Soy milk is used in many places all over the world, and makes a great alternative for those who are allergic to milk. It is often used to make lattes in place of cow's milk, and it is also a useful ingredient in Japanese cuisine for hot pots and other dishes. It can also be consumed on its own, plain or in interesting flavors such as vanilla, strawberry and even Japanese specialty flavors such as green tea and sakura (cherry blossom) during springtime. Some kinds of soy milk available at supermarkets contain additives (including sugar) and others do not, so it’s best to read the labels closely. Making soy milk is easy and it’s the first essential step in order to make tofu. Simply soak the soybeans in water overnight if possible. Next, strain, then crush the beans with a food processor, and pour the mixture into a saucepan with one cup of water. Bring to a boil then let simmer for about 20 minutes, skim the foam at the top, and it’s ready! You can keep the soy milk to drink as is, use for cooking, or add nigari and go all the way to make tofu.

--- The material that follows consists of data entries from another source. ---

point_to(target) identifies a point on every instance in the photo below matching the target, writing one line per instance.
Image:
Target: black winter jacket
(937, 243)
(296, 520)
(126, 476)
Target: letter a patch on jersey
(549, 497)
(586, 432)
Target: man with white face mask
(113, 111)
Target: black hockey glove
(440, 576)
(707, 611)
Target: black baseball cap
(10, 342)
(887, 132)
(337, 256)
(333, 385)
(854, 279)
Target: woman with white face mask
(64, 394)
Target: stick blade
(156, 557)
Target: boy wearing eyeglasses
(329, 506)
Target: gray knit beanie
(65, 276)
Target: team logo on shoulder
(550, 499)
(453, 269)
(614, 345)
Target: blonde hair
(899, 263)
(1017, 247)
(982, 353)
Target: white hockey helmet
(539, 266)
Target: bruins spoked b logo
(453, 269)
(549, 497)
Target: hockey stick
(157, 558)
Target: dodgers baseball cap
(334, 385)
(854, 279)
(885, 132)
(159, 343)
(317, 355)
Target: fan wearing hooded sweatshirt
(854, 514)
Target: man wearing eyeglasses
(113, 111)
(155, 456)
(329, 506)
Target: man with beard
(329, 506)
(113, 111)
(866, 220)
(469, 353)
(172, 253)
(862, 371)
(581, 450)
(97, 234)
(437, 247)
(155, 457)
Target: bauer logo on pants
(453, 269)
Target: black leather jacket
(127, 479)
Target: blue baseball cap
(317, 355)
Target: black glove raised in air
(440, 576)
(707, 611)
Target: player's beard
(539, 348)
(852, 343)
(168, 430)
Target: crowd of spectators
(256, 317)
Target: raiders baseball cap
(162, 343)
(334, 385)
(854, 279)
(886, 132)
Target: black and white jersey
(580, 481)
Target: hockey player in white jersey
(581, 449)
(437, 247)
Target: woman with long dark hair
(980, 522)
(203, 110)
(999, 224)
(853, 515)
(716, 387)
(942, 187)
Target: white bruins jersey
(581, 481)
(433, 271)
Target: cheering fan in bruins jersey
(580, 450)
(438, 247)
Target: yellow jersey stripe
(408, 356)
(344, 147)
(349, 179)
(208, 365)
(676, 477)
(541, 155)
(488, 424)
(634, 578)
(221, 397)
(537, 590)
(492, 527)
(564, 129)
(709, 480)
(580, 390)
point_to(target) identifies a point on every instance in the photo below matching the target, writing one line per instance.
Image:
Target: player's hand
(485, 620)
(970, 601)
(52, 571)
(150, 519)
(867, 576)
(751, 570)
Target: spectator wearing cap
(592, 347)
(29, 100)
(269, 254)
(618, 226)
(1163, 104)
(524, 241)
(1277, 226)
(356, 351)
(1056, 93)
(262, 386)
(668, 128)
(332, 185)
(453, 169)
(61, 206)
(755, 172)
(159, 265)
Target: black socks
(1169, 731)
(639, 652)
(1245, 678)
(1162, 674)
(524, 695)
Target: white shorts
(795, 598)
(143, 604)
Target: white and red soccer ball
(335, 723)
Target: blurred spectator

Okara, or soy pulp, is what remains after soybeans turn into soy milk. It is usually sold for very cheap at supermarkets in Japan and it contains protein, fat, and fiber. Unlike its tofu and soy milk siblings, it is not usually consumed on its own. "Unohana" is the ultimate dish made with okara: it’s a traditional savory side dish made by combining okara, vegetables such as carrots, burdock, negi (leek or green onion) and shiitake mushrooms, shoyu (soy sauce), and mirin (Japanese rice wine). Another pleasant and surprising way to use okara is to mix it with soy milk to make a healthier version of doughnuts!


When you heat up soy milk, there will be a thin layer of film that forms at the surface. That film is called yuba. There is fresh yuba and dried yuba. You can eat fresh yuba (which is chewier than tofu but has a similar flavor) just like sashimi with soy sauce, and use the dried kind in cooking. In Kyoto, yuba is considered to be a delicacy.